A commit in branch main references this bug: URL: https://cgit.FreeBSD.org/src/commit/?id=3b6056204dd80cc866b7998ef0776247ebc42ce4 commit 3b6056204dd80cc866b7998ef0776247ebc42ce4 Author: Konstantin Belousov <kib@FreeBSD.org> AuthorDate: 2023-02-04 01:20:19 +0000 Commit: Konstantin Belousov <kib@FreeBSD.org> CommitDate: 2023-02-04 18:32:07 +0000 FIOSEEKHOLE/FIOSEEKDATA: correct consistency for bmap-based implementation Writes on UFS through a mapped region do not allocate disk blocks in holes immediately. The blocks are allocated when the pages are paged out first time.

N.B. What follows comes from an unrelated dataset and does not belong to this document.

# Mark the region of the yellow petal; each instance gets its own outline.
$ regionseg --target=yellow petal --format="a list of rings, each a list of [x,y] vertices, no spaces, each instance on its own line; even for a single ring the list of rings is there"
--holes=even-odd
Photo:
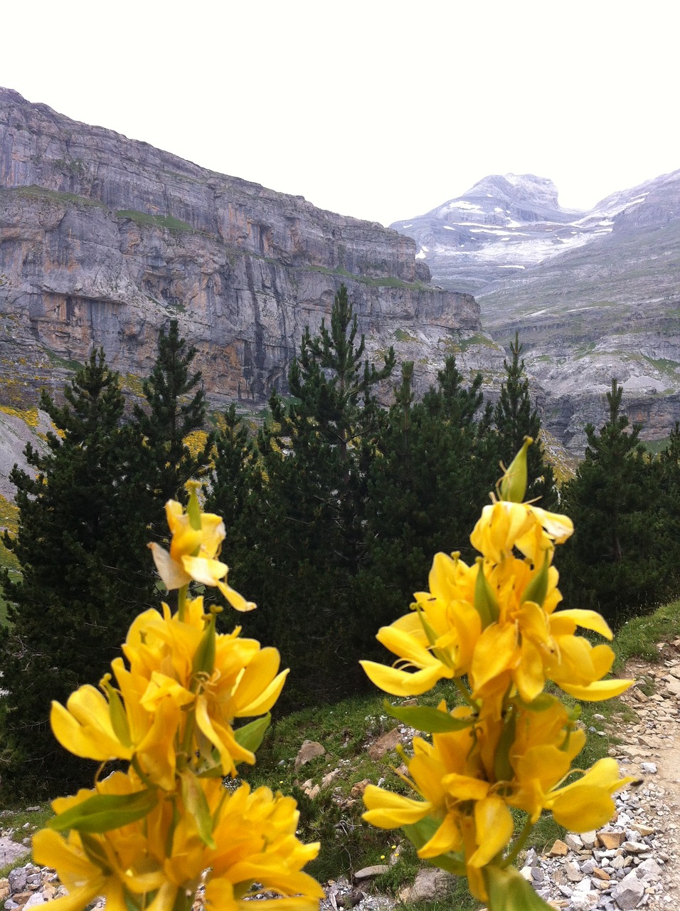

This breaks the algorithm in vn_bmap_seekhole() and ufs_bmap_seekdata(), because VOP_BMAP() reports hole for the place which already contains a valid data. Clean the pages before doing VOP_BMAP() in the affected functions. In principle, we could clean less by only requesting clean starting from the offset, but it is probably not very important. PR: 269261 Reported by: asomers Reviewed by: asomers, markj Sponsored by: The FreeBSD Foundation MFC after: 1 week Differential revision: https://reviews.freebsd.org/D38379 sys/kern/vfs_vnops.c | 14 ++++++++++++-- sys/ufs/ufs/ufs_bmap.c | 18 ++++++++++++++++++ sys/ufs/ufs/ufs_vnops.c | 2 +- 3 files changed, 31 insertions(+), 3 deletions(-)
assign to committer
A commit in branch stable/13 references this bug: URL: https://cgit.FreeBSD.org/src/commit/?id=51485f81b01a03752ffaf530abfb570ae4593fae commit 51485f81b01a03752ffaf530abfb570ae4593fae Author: Konstantin Belousov <kib@FreeBSD.org> AuthorDate: 2023-02-04 01:20:19 +0000 Commit: Konstantin Belousov <kib@FreeBSD.org> CommitDate: 2023-02-11 00:25:02 +0000 FIOSEEKHOLE/FIOSEEKDATA: correct consistency for bmap-based implementation PR: 269261 (cherry picked from commit 3b6056204dd80cc866b7998ef0776247ebc42ce4) sys/kern/vfs_vnops.c | 12 +++++++++++- sys/ufs/ufs/ufs_bmap.c | 18 ++++++++++++++++++ sys/ufs/ufs/ufs_vnops.c | 2 +- 3 files changed, 30 insertions(+), 2 deletions(-)
^Triage: the 12 branch is now out of support.